A twenty-second embodiment is a method of treating a subject with a cancer where the cancer is ovarian cancer.
A twenty-third embodiment is a method of treating a subject with a cancer where the inhibitor administered is a PLK1 inhibitor.
A twenty-fourth embodiment is a method of treating a subject with a cancer where the inhibitor administered is volasertib.
A twenty-fifth embodiment is a method of treating a subject with a cancer where the inhibitor administered is a HDAC inhibitor.
A twenty-sixth embodiment is a method of treating a subject with a cancer where the inhibitor administered is entinostat.
A twenty-seventh embodiment is a method of treating a subject with a cancer where the gain of copy number of MYC is greater than or equal to three copies and the gain in copy number of HSF1 is greater than or equal to three copies in at least 5% of the cancer cells in the subject sample.
An twenty-eighth embodiment is a method of treating a subject with a cancer where the gain of copy number of MYC is greater than or equal to five copies and the gain in copy number of HSF1 is greater than or equal to five copies in at least 5% of the cancer cells in the subject sample.
A twenty-ninth embodiment is a method of identifying cancer cells in a subject having increased susceptibility to a therapeutic inhibitor by performing the steps of obtaining a sample of the cancer cells from the subject; and determining the copy number of the MYC gene and the copy number of the HSF1 gene in the sample; comparing the copy number for both MYC and HSF1 in the sample to a control copy number to determine if a gain of copy number is present in the sample, wherein a gain in copy number for both MYC and HSF1 represents an increased susceptibility of the cancer cell to the therapeutic inhibitor.
A thirtieth embodiment is a method of identifying cancer cells in a subject having increased susceptibility to a therapeutic inhibitor where the cancer is ovarian cancer.
A thirty-first embodiment is a method of identifying cancer cells in a subject having increased susceptibility to a therapeutic inhibitor where the therapeutic inhibitor is PLK1 inhibitor
A thirty-second embodiment is a method of identifying cancer cells in a subject having increased susceptibility to a therapeutic inhibitor where the therapeutic inhibitor is a HDAC inhibitor.
A thirty-third embodiment is a method of identifying cancer cells in a subject having increased susceptibility to a therapeutic inhibitor where the gain of copy number of MYC is greater than or equal to three copies and the gain in copy number of HSF1 is greater than or equal to three copies in at least 5% of the cancer cells in the subject sample.
A thirty-fourth embodiment is a method of identifying cancer cells in a subject having increased susceptibility to a therapeutic inhibitor where the gain of copy number of MYC is greater than or equal to five copies and the gain in copy number of HSF1 is greater than or equal to five copies in at least 5% of the cancer cells in the subject sample.
A thirty-fifth embodiment is a method for identifying potential therapeutic targets for efficacy in cancer cells by performing the steps of obtaining at least one MYC-HSF1 coamplified cell line and at least one MYC-HSF1 non-coamplified cell line; treating the coamplified cell line and the non-coamplified cell line with an agent having a known therapeutic target; obtaining the average relative cell viability for the coamplified cell line and the average relative cell viability for the non-coamplified cell line; and subtracting the average relative cell viability of the non-coamplified cell line from the average relative cell viability of the coamplified cell line to arrive at a positive or negative value, wherein the positive value is reflective of a greater response in the coamplified cell line.

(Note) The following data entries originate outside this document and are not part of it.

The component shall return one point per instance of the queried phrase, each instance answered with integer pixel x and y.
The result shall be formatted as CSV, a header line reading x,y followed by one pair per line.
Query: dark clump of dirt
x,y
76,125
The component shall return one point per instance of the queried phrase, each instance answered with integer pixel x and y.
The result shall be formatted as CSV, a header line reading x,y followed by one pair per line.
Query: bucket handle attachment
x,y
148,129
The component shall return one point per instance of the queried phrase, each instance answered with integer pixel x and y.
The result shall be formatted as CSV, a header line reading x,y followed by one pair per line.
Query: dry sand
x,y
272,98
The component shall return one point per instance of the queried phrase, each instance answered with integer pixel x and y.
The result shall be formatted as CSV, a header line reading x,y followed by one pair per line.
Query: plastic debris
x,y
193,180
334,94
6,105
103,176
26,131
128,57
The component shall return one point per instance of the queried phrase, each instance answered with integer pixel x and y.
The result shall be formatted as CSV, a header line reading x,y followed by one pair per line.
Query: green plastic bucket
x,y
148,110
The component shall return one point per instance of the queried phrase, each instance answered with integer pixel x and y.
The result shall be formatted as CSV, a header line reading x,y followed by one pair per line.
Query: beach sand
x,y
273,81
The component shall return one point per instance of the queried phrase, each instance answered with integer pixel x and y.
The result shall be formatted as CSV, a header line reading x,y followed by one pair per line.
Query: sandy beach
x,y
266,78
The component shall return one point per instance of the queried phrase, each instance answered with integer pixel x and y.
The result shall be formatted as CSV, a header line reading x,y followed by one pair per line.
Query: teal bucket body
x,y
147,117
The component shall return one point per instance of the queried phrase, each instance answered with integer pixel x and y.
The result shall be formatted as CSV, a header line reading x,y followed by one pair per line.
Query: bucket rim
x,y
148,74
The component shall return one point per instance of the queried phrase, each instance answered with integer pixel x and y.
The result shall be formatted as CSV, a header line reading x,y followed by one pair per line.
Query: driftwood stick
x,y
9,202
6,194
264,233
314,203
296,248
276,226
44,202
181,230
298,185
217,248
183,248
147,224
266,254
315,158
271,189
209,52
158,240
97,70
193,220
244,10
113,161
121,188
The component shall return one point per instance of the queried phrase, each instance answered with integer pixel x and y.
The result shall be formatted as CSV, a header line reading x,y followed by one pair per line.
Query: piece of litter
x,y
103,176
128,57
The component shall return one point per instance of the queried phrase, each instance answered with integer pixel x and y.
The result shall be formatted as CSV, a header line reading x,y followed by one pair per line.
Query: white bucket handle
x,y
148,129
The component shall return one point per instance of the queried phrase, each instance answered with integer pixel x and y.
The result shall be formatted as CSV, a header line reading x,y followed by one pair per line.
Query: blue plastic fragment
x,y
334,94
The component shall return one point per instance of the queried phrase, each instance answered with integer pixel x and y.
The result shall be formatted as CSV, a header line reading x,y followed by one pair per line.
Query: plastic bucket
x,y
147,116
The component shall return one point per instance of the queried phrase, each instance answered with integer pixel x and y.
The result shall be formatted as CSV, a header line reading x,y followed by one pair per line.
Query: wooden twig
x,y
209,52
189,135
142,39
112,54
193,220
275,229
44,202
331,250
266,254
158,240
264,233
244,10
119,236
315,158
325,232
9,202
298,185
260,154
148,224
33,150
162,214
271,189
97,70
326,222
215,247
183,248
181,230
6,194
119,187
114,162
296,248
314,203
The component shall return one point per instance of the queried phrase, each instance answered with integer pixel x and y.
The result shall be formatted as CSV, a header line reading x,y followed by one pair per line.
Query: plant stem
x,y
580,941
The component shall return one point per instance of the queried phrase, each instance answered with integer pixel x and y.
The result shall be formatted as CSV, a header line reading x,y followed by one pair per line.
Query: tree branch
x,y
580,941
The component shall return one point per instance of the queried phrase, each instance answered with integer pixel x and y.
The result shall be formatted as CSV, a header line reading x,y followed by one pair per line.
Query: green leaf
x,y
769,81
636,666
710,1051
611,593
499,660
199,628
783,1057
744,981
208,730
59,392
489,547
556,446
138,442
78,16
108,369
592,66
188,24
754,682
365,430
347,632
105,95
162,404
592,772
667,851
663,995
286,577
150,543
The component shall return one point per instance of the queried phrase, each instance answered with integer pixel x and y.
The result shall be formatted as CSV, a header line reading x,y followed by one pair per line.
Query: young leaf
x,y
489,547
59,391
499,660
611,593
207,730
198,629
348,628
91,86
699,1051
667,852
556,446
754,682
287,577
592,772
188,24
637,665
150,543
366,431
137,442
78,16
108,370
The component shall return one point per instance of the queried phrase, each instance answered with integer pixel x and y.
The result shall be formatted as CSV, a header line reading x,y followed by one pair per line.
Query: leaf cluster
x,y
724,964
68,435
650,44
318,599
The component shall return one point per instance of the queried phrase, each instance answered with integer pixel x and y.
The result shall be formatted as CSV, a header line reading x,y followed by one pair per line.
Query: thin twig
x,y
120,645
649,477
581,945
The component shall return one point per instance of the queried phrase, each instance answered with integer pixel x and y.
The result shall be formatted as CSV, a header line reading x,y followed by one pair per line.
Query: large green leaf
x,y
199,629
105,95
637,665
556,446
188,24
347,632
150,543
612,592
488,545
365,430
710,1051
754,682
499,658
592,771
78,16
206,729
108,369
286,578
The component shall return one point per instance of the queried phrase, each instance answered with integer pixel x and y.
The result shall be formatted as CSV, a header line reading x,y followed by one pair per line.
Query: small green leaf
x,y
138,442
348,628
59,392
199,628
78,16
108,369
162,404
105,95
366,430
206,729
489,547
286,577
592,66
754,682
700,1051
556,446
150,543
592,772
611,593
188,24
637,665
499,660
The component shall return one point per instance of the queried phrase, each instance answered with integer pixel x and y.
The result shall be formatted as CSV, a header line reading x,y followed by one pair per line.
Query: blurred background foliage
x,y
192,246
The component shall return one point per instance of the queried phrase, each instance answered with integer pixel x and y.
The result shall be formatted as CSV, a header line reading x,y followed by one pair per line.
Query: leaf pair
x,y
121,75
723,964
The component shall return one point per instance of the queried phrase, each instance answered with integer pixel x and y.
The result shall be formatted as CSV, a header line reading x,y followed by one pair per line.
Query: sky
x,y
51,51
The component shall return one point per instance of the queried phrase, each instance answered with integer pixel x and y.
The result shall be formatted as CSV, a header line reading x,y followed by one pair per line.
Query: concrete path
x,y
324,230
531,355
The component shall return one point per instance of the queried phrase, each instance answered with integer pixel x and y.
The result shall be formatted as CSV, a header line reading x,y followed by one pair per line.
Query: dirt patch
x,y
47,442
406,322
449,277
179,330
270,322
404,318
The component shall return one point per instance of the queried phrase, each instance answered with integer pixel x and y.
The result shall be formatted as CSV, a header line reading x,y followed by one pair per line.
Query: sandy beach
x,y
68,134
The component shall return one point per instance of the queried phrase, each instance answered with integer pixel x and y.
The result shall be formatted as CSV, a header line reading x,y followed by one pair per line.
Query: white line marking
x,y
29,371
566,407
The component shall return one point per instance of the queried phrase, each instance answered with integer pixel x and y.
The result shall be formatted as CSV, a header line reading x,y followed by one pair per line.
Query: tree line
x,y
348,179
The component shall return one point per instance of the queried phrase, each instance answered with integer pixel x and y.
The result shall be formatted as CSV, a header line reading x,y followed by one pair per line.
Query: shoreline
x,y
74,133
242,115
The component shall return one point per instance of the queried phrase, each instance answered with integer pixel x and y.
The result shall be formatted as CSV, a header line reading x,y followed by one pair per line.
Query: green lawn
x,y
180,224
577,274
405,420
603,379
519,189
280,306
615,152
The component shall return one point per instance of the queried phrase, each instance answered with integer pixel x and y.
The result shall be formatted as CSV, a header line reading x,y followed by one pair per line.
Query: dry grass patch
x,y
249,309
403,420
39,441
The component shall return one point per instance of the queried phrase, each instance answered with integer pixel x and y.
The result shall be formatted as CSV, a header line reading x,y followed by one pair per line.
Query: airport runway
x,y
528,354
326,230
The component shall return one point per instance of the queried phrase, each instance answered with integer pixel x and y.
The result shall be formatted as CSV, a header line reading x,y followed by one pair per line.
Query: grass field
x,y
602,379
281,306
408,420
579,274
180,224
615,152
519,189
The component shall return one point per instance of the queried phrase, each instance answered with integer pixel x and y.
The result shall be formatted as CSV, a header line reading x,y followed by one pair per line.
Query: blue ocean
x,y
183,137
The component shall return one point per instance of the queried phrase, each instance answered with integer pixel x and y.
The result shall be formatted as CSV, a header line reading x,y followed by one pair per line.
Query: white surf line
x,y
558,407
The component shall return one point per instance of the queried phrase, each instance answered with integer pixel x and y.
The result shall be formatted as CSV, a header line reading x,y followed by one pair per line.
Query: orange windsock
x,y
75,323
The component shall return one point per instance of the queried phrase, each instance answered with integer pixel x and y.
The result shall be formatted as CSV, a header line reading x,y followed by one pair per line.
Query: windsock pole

A thirty-sixth embodiment is a method for identifying potential therapeutic compound having efficacy in cancer cells by performing the steps of obtaining at least one MYC-HSF1 coamplified cell line and at least one MYC-HSF1 non-coamplified cell line; treating the coamplified cell line and the non-coamplified cell line with a therapeutic agent; obtaining the average relative cell viability for the coamplified cell line and the average relative cell viability for the non-coamplified cell line; and subtracting the average relative cell viability of the non-coamplified cell line from the average relative cell viability of the coamplified cell line to arrive at a positive or negative value, wherein the positive value is reflective efficacy of the therapeutic compound against the coamplified cell line.
The accompanying drawings are included to provide a further understanding of the disclosure and are incorporated in and constitute a part of this specification, illustrate embodiments, and together with the description serve to explain the principles of the disclosure.
Ovarian cancer is a deadly female cancer that is frequently diagnosed at advanced stages, leading to poor patient outcomes. MYC is a frequent oncogenic driver across many tumor types, including ovarian cancer. The MYC gene (c-MYC) encodes a nuclear phosphoprotein that plays a role in cell cycle progression, apoptosis and cellular transformation in normal human cells. See, e.g., Dang, Cell. 2012 Mar. 30; 149(1): 22-35. However, MYC is also frequently amplified in cancer cells and has long been known as an oncogene that promotes several mechanisms that induce oncogenesis and promote cancer progression. MYC was found to be amplified in 45% of ovarian cancer patients and MYC expression is also a reported prognostic marker for response to chemotherapy in patients with ovarian cancer.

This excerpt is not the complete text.